The only reason why a pedophile’s donations did not violate any MIT policy is that MIT does not have any policy to prevent embarrassing donors damaging the institution’s reputation. An independent investigation proved that many MIT executives were aware of Epstein’s gifts but they pretend they never checked Google or Wikipedia to get some information on his past. Two senior professors who helped Epstein to connect with MIT received money on their personal accounts or ventures.
The only reason why MIT did not violate any policy in accepting money from convicted sex offender Jeffrey Epstein is that MIT does not have any policy regulating donations by pedophiles and other criminals.
MIT has just published the 61-page Report Concerning Jeffrey Epstein’s Interactions with the Massachusetts Institute of Technology. Surprisingly, it received very little media coverage, maybe because it comes four months after the scandal that led to the resignation of MIT’s Media Lab director, Joy Ito, and five months after Epstein’s controversial suicide. However, the independent investigation conducted by the law firm Goodwin Procter LLP provides a unique understanding of how affluent criminals can manipulate respected institutions to whitewash their reputation.

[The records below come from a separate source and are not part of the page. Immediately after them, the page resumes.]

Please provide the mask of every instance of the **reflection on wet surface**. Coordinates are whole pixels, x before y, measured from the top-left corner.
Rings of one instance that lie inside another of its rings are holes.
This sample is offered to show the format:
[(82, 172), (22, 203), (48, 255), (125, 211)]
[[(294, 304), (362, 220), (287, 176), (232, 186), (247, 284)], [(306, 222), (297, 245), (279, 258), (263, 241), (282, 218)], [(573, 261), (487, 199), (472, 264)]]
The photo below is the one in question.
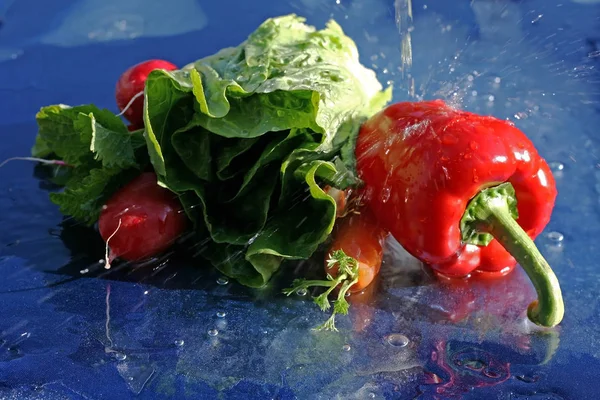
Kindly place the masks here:
[[(332, 14), (357, 41), (364, 62), (395, 85), (396, 100), (405, 99), (412, 89), (399, 69), (401, 43), (389, 2), (337, 3), (285, 7), (316, 24)], [(84, 49), (137, 34), (195, 35), (223, 7), (182, 2), (169, 12), (189, 17), (178, 24), (152, 19), (166, 14), (162, 2), (140, 13), (128, 8), (136, 4), (120, 3), (118, 13), (111, 2), (70, 4), (47, 30), (53, 33), (36, 40)], [(549, 161), (559, 198), (536, 242), (561, 280), (567, 309), (561, 326), (543, 330), (527, 322), (523, 311), (535, 292), (522, 271), (500, 281), (450, 284), (393, 241), (378, 281), (350, 298), (339, 333), (311, 330), (325, 316), (308, 293), (280, 294), (293, 276), (317, 274), (318, 265), (289, 264), (271, 287), (250, 290), (189, 259), (181, 245), (147, 265), (106, 271), (101, 239), (61, 220), (47, 200), (56, 188), (43, 170), (34, 177), (31, 164), (9, 163), (0, 169), (0, 207), (7, 210), (0, 213), (0, 397), (593, 398), (600, 370), (600, 81), (590, 43), (598, 8), (541, 0), (445, 4), (412, 2), (415, 97), (509, 118)], [(0, 38), (11, 34), (9, 17), (25, 18), (6, 8), (0, 6), (6, 21)], [(143, 23), (123, 17), (150, 12)], [(200, 47), (180, 51), (200, 57)], [(118, 57), (132, 48), (111, 51)], [(13, 51), (7, 49), (0, 54)], [(7, 77), (33, 74), (34, 66), (26, 50), (8, 58), (0, 89), (18, 89)], [(47, 62), (52, 68), (53, 60)], [(71, 68), (64, 74), (81, 74)], [(85, 90), (113, 90), (112, 77), (95, 79)], [(44, 85), (58, 91), (65, 82)], [(16, 93), (38, 101), (28, 90)], [(34, 134), (31, 123), (4, 124), (0, 159), (26, 153)]]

The investigation assessed what many newspapers had already revealed: Between 2002 and 2017, Jeffrey Epstein made ten donations to MIT totaling $850,000. Nine out of the ten donations were made after his 2008 conviction for procuring for prostitution a girl under 18, and they supported the Media Lab ($525,000) or Professor of Mechanical Engineering Seth Lloyd ($225,000). Epstein’s donations were far from secret: The financier visited the MIT campus nine times between 2013 and 2017, where he met senior MIT professors and executives; he also took credit for his supposedly anonymous grants in press releases.
Personal Benefits
Epstein’s connection with MIT was based on his personal relationship with two professors, Joy Ito and Seth Lloyd. The internal investigation by Goodwin Procter sheds light on two crucial details: They were both perfectly aware of the seriousness of Epstein’s criminal conduct, and they both enjoyed personal benefits in addition to research funding. Professor Lloyd met Epstein in 2004, and he eventually visited Epstein in Florida after a 2008 conviction. Lloyd was also invited to Epstein’s notorious private island, where the financier allegedly committed many of the sexual abuses he was accused of. Lloyd, the report states, spent “only a few hours for lunch” on the island. What is more relevant is that in 2005 or 2006, Lloyd received “a personal $60,000 gift to support his MIT research.” Lloyd confessed to Goodwin Procter’s lawyers that he deposited the gift into a personal bank account and did not report it to MIT.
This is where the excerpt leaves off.